The wild true story behind ‘The Serpent and the Rainbow’
Horror movies that claim to be based on a true story should be treated with a pinch of salt comparable to how heavily any given viewer believes in such supernatural shenanigans. Still, Wes Craven‘s The Serpent and the Rainbow was directly inspired by an account of genuine events.
Of course, with the filmmaker behind The Last House on the Left, The Hills Have Eyes, and A Nightmare on Elm Street calling the shots, it was never going to be a biographical drama. However, the 1988 terror was entrenched a lot more firmly in factual accuracy than its outlandish premise would suggest.
Bill Pullman’s anthropologist, Dennis Alan, travels to Haiti during a period of unrest, where he seeks to study a drug used in voodoo rituals with the ability to turn living subjects into what are effectively zombies. Naturally, the local authorities deem the interloper to be a serious threat should his research ever become widely known, plunging him into a battle against threats emerging from all sides.

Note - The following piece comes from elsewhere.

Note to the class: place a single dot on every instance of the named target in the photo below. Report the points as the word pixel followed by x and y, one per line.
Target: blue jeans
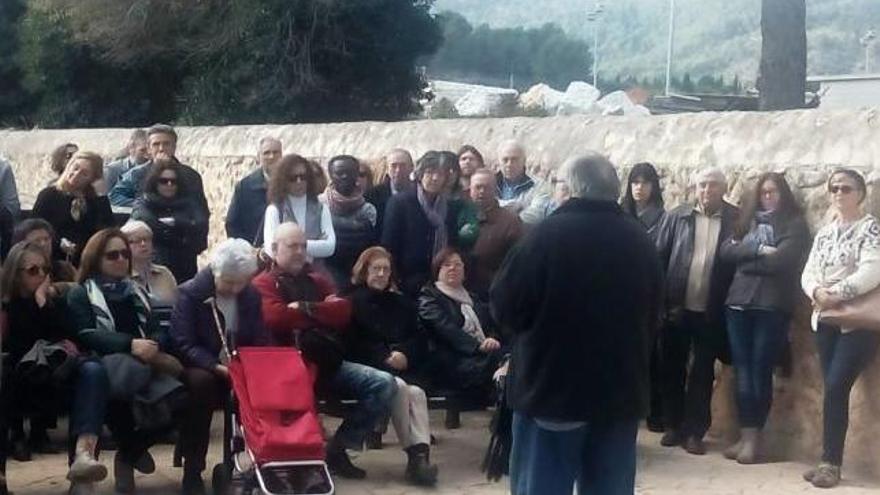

The source material came in the form of Wade Davis’ wordy tome The Serpent and the Rainbow: A Harvard Scientist’s Astonishing Journey into the Secret Societies of Haitian Voodoo, Zombies, and Magic, which itself was indebted to his discoveries regarding a Haitian man named Clairvius Narcisse.
Narcisse suggested that he’d been given a combination of various psychoactive drugs – including the paralysing tetrodotoxin and deliriant Datura – which rendered him incapacitated and effectively dead. However, the story among the locals was that he’d been poisoned, buried alive, and revived to convince plenty of people that he was a literal zombie.
There were plenty of sceptics, with many heavily criticising Davis’ research and findings as ludicrous to the point of being fraudulent, and the scorn only intensified when it was announced a splashy feature-length adaptation of his book was being made. Fellow anthropologist Robert Lawless blasted his peer in the Latin American Anthropology Review, saying it was fitting considering the inspiration already “read like the first draft for a Hollywood movie with Davis himself as an Indiana Jones-type hero”.
There were a lot of ethical concerns raised, too, not least of all by Davis exhuming the body of a child to try and discern whether dead human tissue was part of the ‘zombification’ process used by Haitian witch doctors. Great swathes of the scientific community were less than amused that one of their numbers was gaining so much traction and notoriety for researching something most closely associated with horror cinema.
That doesn’t make it any less interesting, though, especially when a genre master like Craven found himself so intoxicated by the research that he decided to use it as the launch pad for one of his more underrated movies, complete with liberal burnishing of the ‘facts’ in the name of entertainment.